Lorna Storr is an Elder from Aklavik who took part in the Indigenous Summer Games in Yellowknife from June 30-July 3, as both a participant and an officiant.

She shared her thoughts afterwards on her experience coaching, and some of the deeper meanings behind athleticism, her work, and the future of the Indigenous Summer Games.

Lorna started working as a teacher in the local school and she has been coaching youth here in the North, ever since.

“I was teaching for a few years in Inuvik, and I started working with students there. I liked to encourage athletic programs or events because I believe it’s important. It gives them something to look forward to.

“I’ve noticed and I’ve heard comments from parents with children in sports that it keeps them motivated to do better, personally, for the athletes – and to do well in school – besides keeping them in shape, and living a healthier lifestyle. So that’s why I like to work with kids, and encourage them and let them know that it’s important.

“My first games was in 1986. It came by chance because they were looking for a coach and nobody really had time, so I thought “OK, I’ll do this for a few weeks”, and, well, it went on to be Arctic Winter Games for several years since.

“We had outdoor events but it was unorganized, which made it so fun. We just went out and played whatever game there was, not realizing that kept us active and busy. People were able to help out a lot more.

“Today it’s kind of sad because technology has really taken over personal lifestyles of even youth and children. They are not out as much as they should be, or parents would like them to be. But they are living sedentary lifestyles now, so that’s kind of worrying for their health and lifestyle, or the long-term effects of not being so active.

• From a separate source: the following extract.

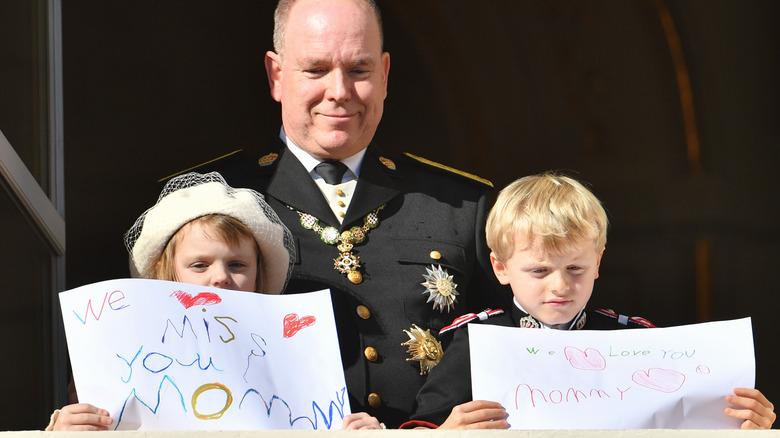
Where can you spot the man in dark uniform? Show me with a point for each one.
(399, 243)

“We went to residential (school) as children, so our parents were on the land people. They spent their year, you know, they were kind of nomadic, right? Full time fishing and trapping. For Christmas they’d go up in the mountains to hunt the caribou, and then back to trapping in the spring, and then fish camps in the summertime.

“We lost a lot of our traditional games because we didn’t do those in the school, until the Arctic Winter Games started, actually, and they involved Dene games and Northern games, which was quite interesting. Those came out and now we have all our traditional events – because actually, when you think about it, camp life played so much demand on people. Everybody had to be strong and able to work for long periods of time, especially during the winter. They had to have pain endurance, strength, resilience, whatever else to be able to provide for their families. They had to go hunting, and really, when you think of it, our Elders’ Elders had very little in the way of guns, or hunting equipment. That’s where they do the “stick pull” or the “greased stick,” when they’d get to a creek and they’d see fish swimming and literally reach right in there and grab fish. It was very interesting, I remember my father telling me, and they’d just enjoy it! Now, you imagine icy cold water and us doing that…

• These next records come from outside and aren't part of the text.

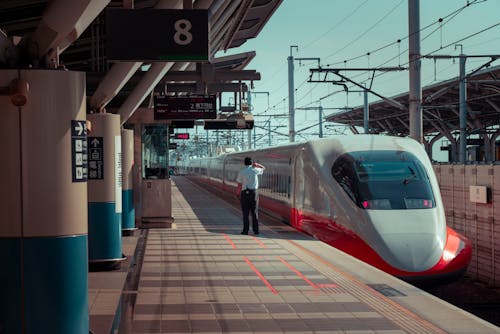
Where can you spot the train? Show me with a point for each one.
(374, 197)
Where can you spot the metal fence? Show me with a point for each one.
(480, 222)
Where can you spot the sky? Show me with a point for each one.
(359, 34)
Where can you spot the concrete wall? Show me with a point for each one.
(480, 222)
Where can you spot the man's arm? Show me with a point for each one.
(238, 190)
(257, 165)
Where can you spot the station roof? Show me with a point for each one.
(440, 107)
(232, 24)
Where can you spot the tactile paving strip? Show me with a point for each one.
(404, 318)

Like ‘reaching into icy waters’

“And then finger pull there was to endure, to persevere, again. Pain endurance. They would carry the fish home. And my dad said it wasn’t one finger to a fish either. They would get a

willow — and this was from checking nets also — they would string up to ten fish on a willow branch, and each finger would have that.

“You look at three fingers, with a willow with like ten fish each, you had to have strength and pain resistance to be able to do that.

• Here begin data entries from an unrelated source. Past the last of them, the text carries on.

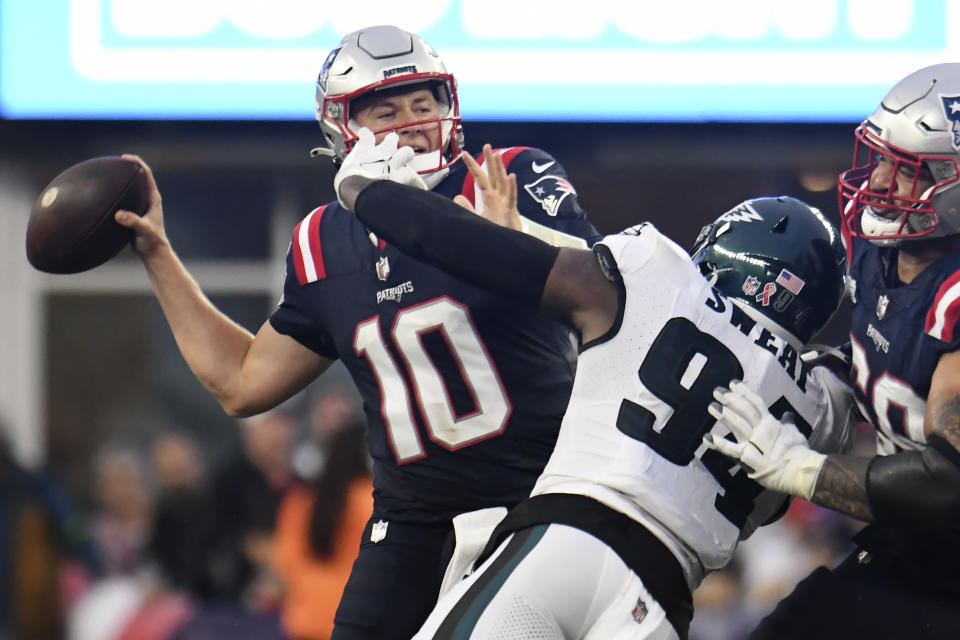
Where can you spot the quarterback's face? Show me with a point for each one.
(412, 114)
(900, 180)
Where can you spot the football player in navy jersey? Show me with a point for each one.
(901, 220)
(633, 509)
(463, 393)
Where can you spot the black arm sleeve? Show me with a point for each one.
(437, 231)
(916, 487)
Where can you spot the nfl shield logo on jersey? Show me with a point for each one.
(550, 191)
(639, 612)
(383, 269)
(379, 531)
(882, 303)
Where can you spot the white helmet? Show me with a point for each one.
(917, 130)
(382, 57)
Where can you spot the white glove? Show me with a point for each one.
(777, 452)
(368, 162)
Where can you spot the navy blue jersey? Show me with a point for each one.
(462, 391)
(898, 333)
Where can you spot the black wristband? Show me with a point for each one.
(915, 488)
(437, 231)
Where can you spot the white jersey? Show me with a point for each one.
(632, 436)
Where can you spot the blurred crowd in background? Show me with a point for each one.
(169, 546)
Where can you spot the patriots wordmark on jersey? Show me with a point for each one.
(463, 393)
(634, 428)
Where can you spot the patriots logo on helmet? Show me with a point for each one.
(951, 109)
(550, 191)
(325, 69)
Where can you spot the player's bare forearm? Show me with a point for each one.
(842, 486)
(946, 421)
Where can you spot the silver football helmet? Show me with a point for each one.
(906, 170)
(377, 58)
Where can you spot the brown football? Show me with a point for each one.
(71, 227)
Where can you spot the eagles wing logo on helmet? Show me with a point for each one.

“So, yes, the stick pull resembles reaching into icy waters, most times, to grab fish and to throw them out, you know, on the bank, or snow, to take them home.

“And the finger pull was to strengthen your hands or your fingers for that very activity. And also women were stretching hides, mainly the moosehide, because they had to prepare all their

hides for all sewing and their clothing. They had to have strong fingers to stretch that moosehide over that frame to prepare it properly. If it wasn’t prepared properly it wouldn’t be any good for

using, to, you know, create their clothing and stuff.

“There really are more stories behind each event, you see, than what ends up on paper. And all of this is to showcase our cultural traditions – to show that we share stories through songs, dances, and games. We need to let people know that we survived. We’re here out on the land with these traditional skills.

And, more so, our grandparents. I don’t know how they did it, you know. You had to hook up the dog team, you had to hold those dogs to take to the harness to put them in, so your fingers had to be strong, your hands had to be strong. You had to be agile, you had to be quick to move. And even to go through those trails with the dog team, you had to be physically fit.

And all this reduced the risk of disease. I mean look at disease today — diabetes and dementia, cancer — especially the rise of diabetes. All these activities, they strengthen our body, our bones, and muscles, and our ability to do all these activities that are out on the land and in our daily lives — chopping wood is one of them!

So all of these things are so exciting, and I am hoping to do more of that with youth here.”

Speaking of her hopes and visions for the future of the Summer Games, she said: “I think there will be way more participation, more athletes from outlying communities. You know, this was the first Indigenous Summer Games being held, so I’m not sure if everyone got the information that they needed to really know what all this was about. But now that it’s off the ground, everybody can see what’s involved. It’s gonna be huge.”